Although Fort Hood's security plans are sealed by the military judge's orders, the increased measures are evident. In the courthouse, everyone passes through a metal detector which was not there before Hasan's case. In addition to news reporters and those involved in the case, only victims' relatives are allowed in the small courtroom. No other spectators are allowed.

The tight security measures at Fort Hood appear to be the most extreme for any court-martial on a US army post. Just 2 years after a bomb attack was thwarted in the neighboring city of Killeen, some military law experts say, the community once again could be targeted by supporters of Hasan, an American-born Muslim who has tried to justify the deadly rampage as protecting Taliban leaders in Afghanistan.

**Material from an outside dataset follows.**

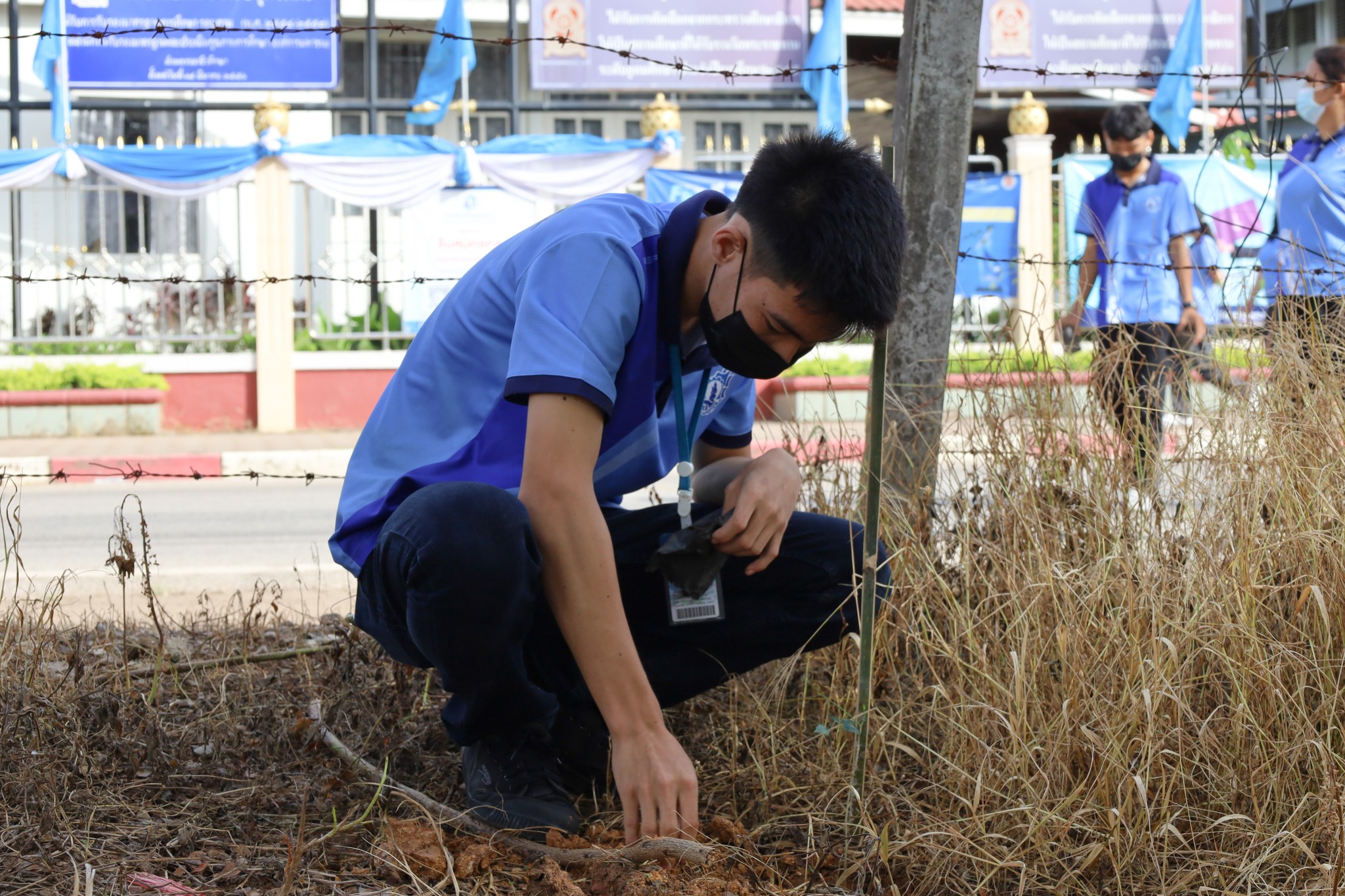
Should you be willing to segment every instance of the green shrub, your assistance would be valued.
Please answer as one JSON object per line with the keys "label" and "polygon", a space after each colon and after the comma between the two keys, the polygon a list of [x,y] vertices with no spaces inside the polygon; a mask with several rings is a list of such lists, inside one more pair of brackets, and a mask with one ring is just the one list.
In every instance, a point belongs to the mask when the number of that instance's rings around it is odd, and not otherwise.
{"label": "green shrub", "polygon": [[120,364],[66,364],[0,369],[0,392],[46,392],[62,388],[156,388],[168,391],[168,380],[139,367]]}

"He's admitted he's on the side of terrorists ... so this area is now a high threat level for jihadists," said Jeff Addicott of St Mary's University School of Law in San Antonio. He is not involved in Hasan's case.

In Killeen, law enforcement officials won't discuss security specifics. But businesses are receiving posters that read: "If you see something, say something." They feature the picture of a gun store employee who helped avert a deadly attack in 2011 when he alerted authorities of a suspicious customer who turned out to be an awol soldier from Fort Campbell in Kentucky.

Private first class Naser Jason Abdo was arrested at a Killeen motel where authorities found pressure cookers and other bomb-making components, a loaded gun, 143 rounds of ammunition, a stun gun and al-Qaida magazine article on how to make an explosive device. Abdo, who became a Muslim at 17, said he planned to blow up a restaurant full of Fort Hood troops his religious mission to get "justice" for the people of Iraq and Afghanistan. Abdo was sentenced last year to life in federal prison.

As Hasan's trial approaches, some in Killeen are concerned. Guns Galore store manager Cathy Cheadle, whose sales representative Greg Ebert appears in the poster by the question: "He said something; would you?", said she hopes the community remains on high alert.

"If one tried it and didn't succeed, I think everybody wants to be in the news and ... somebody else would think, 'I want to succeed,'" in an attack, Cheadle said. "I think people should be that alert anyway. As a test, how many people would walk by a backpack and not say anything?"